3.4 directory structure of the file system

Now that we can read the contents of the inode, we're going to read the contents of the files and directories on the file system. Read the contents of the file, as long as the corresponding inode content read out of the line, and the directory is just a fixed format file, the file in a fixed format records of what files in the directory, as well as their file name, and inode numbers and so on.

struct Ext3_dir_entry_2 {
 __u32 inode;    /* Inode numbers *
 /__u16 Rec_len;  /* Directory Entry length  /__u8 name_len/* Name length * *
 __u8  file_type;
 Char  Name[ext3_name_len];//* File name
/};

The Ext3_name_len used above is 255. Note that the DIR entry on the hard disk partition is not fixed length, and the length of each dir entry is recorded by the Rec_len field above.

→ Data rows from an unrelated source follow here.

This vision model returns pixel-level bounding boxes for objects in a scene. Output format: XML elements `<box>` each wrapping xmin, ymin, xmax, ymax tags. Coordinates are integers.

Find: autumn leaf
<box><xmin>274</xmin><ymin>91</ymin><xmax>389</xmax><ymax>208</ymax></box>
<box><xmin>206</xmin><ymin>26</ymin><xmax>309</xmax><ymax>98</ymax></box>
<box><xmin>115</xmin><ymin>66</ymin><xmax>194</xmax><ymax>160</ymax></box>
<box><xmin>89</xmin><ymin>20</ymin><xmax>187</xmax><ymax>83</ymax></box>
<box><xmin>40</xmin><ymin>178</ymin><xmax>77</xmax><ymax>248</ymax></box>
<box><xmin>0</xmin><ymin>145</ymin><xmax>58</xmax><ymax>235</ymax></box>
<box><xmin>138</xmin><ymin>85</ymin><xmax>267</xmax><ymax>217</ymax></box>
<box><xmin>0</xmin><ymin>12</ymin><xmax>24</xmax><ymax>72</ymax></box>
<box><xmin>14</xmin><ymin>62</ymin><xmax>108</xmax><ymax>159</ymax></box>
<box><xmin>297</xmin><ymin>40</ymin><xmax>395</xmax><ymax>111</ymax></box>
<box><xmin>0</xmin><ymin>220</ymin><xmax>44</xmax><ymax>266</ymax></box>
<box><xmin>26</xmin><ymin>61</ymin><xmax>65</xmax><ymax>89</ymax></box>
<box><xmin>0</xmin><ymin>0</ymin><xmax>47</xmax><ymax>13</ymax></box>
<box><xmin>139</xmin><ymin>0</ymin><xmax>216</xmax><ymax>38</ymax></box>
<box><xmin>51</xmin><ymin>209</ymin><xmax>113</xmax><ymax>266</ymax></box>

Back to the top of the page


Summary

With this information, we can read the entire contents of a ext3 file system. If the reader has experience with Windows Driver development, from the information in this article, it is possible to develop a read-only ext3 file system under Windows. But to read and write, you need to understand the structure of the Ext3 log file, and this article is limited to space and does not include this content.


Resources

1 Remy card, Theodore Ts ' O, Stephen Tweedie, design and implementation of the Second Extended filesystem, HTTP://WEB.MIT.E Du/tytso/www/linux/ext2intro.html

2 Linux Kernel 2.4.18 Source Code, http://lxr.linux.no/source/fs/ext3/

Contact Us

The content source of this page is from Internet, which doesn't represent Alibaba Cloud's opinion; products and services mentioned on that page don't have any relationship with Alibaba Cloud. If the content of the page makes you feel confusing, please write us an email, we will handle the problem within 5 days after receiving your email.

If you find any instances of plagiarism from the community, please send an email to: info-contact@alibabacloud.com and provide relevant evidence. A staff member will contact you within 5 working days.

A Free Trial That Lets You Build Big!

Start building with 50+ products and up to 12 months usage for Elastic Compute Service

  • Sales Support

    1 on 1 presale consultation

  • After-Sales Support

    24/7 Technical Support 6 Free Tickets per Quarter Faster Response

  • Alibaba Cloud offers highly flexible support services tailored to meet your exact needs.